The conflict with the Palestinians

If the “long night” were the confrontation with the Palestinians, the “good morning” is still a long way off. As long as the Israeli side wants peace and the Palestinian side wants a future without Jews, peaceful coexistence, let alone a solution to the conflict, is unthinkable. The fact that hardly any two Israelis agree on what “peace” means, how it is to be achieved, or who is to blame for its loss, does not change this. Crucially, the Hamas charter, quoting a hadith, demands in Article 7 that all Jews up to the very last of them must be destroyed.

The Arab-Israeli Conflict

The long night of the Arab-Israeli conflict, on the other hand, was broken by the declaration of the so-called “Abraham Accords.” The Gulf states of Bahrain and the United Arab Emirates, as well as Sudan and Morocco, have thus sent an unmistakable signal to the Palestinians that they no longer want to be held hostage to a “Palestinian cause” with regard to their relationship with the Jewish state. Politicians who have claimed that no Arab state would ever make peace with Israel as long as the Palestinian issue remained unresolved must admit their error.

Netanyahu’s term in office

The start of the new coalition government under Naftali Bennet and Ya’ir Lapid might also be seen as a “good morning” after a “long night”. However, it remains to be seen to what extent the Bennet/Lapid government will prove to be a positive alternative to Netanyahu’s term in office.

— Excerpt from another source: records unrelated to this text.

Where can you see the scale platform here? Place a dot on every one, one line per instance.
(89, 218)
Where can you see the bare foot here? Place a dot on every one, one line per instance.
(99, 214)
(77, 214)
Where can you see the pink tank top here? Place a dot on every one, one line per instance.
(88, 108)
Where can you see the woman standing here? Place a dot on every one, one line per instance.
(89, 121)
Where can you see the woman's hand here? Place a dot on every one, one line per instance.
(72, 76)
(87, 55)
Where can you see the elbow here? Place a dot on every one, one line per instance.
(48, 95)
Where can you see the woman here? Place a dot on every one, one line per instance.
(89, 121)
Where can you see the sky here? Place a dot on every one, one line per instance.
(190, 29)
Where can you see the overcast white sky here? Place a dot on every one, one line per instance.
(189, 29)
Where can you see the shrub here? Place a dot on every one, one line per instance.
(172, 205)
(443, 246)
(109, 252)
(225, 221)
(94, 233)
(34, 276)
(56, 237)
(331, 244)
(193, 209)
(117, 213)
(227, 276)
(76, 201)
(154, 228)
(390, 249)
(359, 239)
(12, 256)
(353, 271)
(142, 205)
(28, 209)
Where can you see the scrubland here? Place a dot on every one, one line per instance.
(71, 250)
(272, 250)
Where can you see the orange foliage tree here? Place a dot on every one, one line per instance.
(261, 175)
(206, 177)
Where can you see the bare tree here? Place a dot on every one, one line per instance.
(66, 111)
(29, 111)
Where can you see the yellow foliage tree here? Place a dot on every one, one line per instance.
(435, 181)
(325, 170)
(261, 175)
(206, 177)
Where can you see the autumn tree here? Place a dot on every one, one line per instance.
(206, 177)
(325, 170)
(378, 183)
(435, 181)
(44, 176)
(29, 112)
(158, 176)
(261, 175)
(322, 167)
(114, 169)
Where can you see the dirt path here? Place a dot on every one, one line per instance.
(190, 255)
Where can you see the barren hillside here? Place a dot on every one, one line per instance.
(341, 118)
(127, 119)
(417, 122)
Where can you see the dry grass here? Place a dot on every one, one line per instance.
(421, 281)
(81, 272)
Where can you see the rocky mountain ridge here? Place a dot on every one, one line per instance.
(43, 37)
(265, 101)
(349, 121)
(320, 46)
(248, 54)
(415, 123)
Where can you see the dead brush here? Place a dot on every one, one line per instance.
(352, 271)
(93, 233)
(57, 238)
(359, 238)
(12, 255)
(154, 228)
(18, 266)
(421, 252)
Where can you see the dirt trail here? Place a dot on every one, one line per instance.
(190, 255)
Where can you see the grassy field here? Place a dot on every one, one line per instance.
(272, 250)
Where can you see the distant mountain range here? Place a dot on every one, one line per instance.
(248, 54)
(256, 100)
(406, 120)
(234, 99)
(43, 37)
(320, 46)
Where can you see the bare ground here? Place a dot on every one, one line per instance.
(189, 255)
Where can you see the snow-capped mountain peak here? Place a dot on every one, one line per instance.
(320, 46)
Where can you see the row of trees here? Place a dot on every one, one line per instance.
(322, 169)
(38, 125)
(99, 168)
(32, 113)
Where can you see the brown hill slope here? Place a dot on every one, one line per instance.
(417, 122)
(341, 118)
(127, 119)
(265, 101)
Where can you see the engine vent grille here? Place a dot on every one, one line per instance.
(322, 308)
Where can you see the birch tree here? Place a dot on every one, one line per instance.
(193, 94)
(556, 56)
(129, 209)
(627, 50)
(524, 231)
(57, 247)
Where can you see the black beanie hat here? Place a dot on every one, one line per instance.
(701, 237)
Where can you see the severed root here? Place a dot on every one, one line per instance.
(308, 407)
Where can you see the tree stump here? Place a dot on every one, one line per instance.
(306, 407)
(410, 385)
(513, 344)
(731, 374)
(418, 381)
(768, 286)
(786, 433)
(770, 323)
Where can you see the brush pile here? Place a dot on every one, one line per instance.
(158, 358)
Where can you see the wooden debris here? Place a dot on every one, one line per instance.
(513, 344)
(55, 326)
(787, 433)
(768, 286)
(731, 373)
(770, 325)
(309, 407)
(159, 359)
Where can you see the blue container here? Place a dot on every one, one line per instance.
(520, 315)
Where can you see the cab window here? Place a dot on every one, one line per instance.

This coalition, which has nothing in common except its dislike of Benjamin Netanyahu, has already exceeded all expectations in terms of its lifetime. Should the individual ministers succeed in their efforts to prove themselves competent and to do some good for Israeli society, this astonishing political alliance could actually yield some good for the modern Jewish state.

What is certain is that the coalition under Bennet and Lapid has already exposed as liars all those critics who have called the Jewish state of Israel “racist” or an “apartheid regime.”

The long night of the Corona pandemic

That “everything in Israel is supposed to be vaccinated through” is something I learned during my lecture tour in Germany. In Israel itself, this idea would hardly occur to anyone. More realistic appear data that should actually be accessible to everyone via Google. They state that on November 23, 2021, 68.1 percent of Israelis had received a first vaccination dose (in Germany: 70.6%), 62.6 percent were fully vaccinated (in Germany: 68%), and 44.0 percent had received a booster (in Germany: 8%).

With a frown, Israel’s media report how in Germany anti-vaccinationists and anti-Semites appear side by side to demonstrate against “Coronazis”. “As in Israel,” reports the left-liberal daily HaAretz, “people refusing to get inoculated, in Germany too demonstrators have worn yellow Star of David badges and compared themselves to the Jewish victims of the Nazis.” In Israel, the Corona measures are as hotly debated as anywhere else in the world, and the fact remains: There is still no light in sight at the end of the Corona Tunnel.

The return from the diaspora

For the Jewish people, the darkest night was definitely their worldwide dispersion since the destruction of Solomon’s Temple in the 6th century BCE. For anyone who takes the predictions of the Old Testament prophets seriously, the developments of the past two centuries are breathtaking. At the beginning of the 21st century CE, for the first time in two and a half millennia, the largest assembly of Jewish people is once again living in the land of Israel.

The prophet Jeremiah (chapter 31, verse 10) proclaimed: “He who scattered Israel will also gather it again”. And Jeremiah connected this message concerning the connection between the people of Israel and the land of Israel with a “Great Commission” for the Gentile nations. Only the gospel that “Jesus Christ came to save sinners” (1 Timothy 1:15) thus has the same quality from a biblical perspective. This raises the question of what meaning the relationship between the Jewish people and that land between the Jordan River and the Mediterranean Sea has for non-Jews.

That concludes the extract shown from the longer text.